A concomitância com os fundos europeus ajudou a consolidar a
convicção. E assim se foi alimentando um modelo económico,
insustentável, centrado no imediatismo, na despesa, pública e privada,
sem racionalidade e no mercado interno.
Até ao dia em que as facilidades
acabaram. Incrédulos, entrámos em estado de negação de que alguns
persistem em não querer sair.
Pouco importa que, ainda há pouco tempo, os mesmos que tal
clamam tenham considerado uma descida da taxa social única de 4 pontos
percentuais, que baixaria os custos das empresas em cerca de 1200
milhões de euros, insuficiente para readquirir competitividade nos
mercados internacionais.
Agora parece que 200 milhões de rendas
excessivas que fossem, mais a mais distribuídos por clientes domésticos e
empresas, são a panaceia. Nas PPP, efabula-se como se as estradas, os
hospitais ou o que fosse pudessem voltar atrás.
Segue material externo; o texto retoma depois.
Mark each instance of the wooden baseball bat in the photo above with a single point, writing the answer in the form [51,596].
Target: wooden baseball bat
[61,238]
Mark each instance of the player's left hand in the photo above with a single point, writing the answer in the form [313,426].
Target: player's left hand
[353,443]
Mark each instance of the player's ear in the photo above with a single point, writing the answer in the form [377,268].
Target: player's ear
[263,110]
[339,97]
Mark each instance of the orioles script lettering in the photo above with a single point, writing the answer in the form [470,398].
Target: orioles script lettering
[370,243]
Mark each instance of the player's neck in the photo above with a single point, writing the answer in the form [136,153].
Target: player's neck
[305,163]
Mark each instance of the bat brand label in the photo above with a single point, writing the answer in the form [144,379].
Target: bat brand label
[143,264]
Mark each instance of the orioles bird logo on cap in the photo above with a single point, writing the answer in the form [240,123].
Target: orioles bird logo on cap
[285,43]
Nessa lógica, avançam-se
com números fantasiosos mas agora de sinal contrário. Quem decidiu,
inicialmente, olhou o futuro do lado dos benefícios. Agora,
apresentam-se os custos totais, como se de um esbulho se tratasse, como
se não houvesse sempre custos a suportar, mesmo que a alternativa não
fosse uma PPP. A radicalização da análise serve, quase sempre, para
distrair atenções e alijar responsabilidades próprias. Mistifica e não
ajuda, sequer, à negociação que só pode avançar assente em bases sólidas
e estudos não enviesados.
Ao contrário do que pode ser intuitivo e, sobretudo, conveniente,
quando se tem um grande problema, e Portugal tem um grande problema,
raramente o mesmo é da responsabilidade exclusiva de um número pequeno
de entidades que se conhecem, cujo poder se intui e escrutina. O
problema só se torna difícil de resolver por haver uma proliferação
difusa de pequenas rendas, propriamente ditas ou provenientes de
ineficiências e distorções as mais variadas, sem penalização no mercado.
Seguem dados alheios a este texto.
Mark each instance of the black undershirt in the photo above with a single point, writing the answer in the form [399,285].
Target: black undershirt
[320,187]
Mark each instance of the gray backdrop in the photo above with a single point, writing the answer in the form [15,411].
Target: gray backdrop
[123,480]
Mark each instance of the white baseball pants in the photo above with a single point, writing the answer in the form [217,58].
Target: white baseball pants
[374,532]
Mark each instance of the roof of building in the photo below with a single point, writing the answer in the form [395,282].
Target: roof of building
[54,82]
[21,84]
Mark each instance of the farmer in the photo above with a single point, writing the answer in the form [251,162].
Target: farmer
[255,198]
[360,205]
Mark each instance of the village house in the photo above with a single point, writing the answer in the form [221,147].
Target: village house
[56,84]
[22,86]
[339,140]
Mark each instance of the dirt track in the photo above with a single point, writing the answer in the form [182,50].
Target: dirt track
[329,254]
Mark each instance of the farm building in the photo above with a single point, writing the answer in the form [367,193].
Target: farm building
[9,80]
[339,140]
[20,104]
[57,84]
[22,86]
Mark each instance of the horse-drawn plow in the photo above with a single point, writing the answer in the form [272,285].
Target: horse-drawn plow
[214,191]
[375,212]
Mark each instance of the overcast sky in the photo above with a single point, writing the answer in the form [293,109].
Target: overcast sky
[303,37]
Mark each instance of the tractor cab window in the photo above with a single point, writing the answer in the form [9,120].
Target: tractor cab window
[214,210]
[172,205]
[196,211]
Juntas, somam milhões. Resultam de grandes concursos e contratos,
apesar de tudo, cada vez mais sob vigilância pública. Resultam de
milhares de pequenos concursos, que passam incógnitos, com cláusulas
destinadas a favorecer alguém, impedindo ou distorcendo a concorrência.
Têm em comum o envolvimento de fundos públicos ou europeus mas não só.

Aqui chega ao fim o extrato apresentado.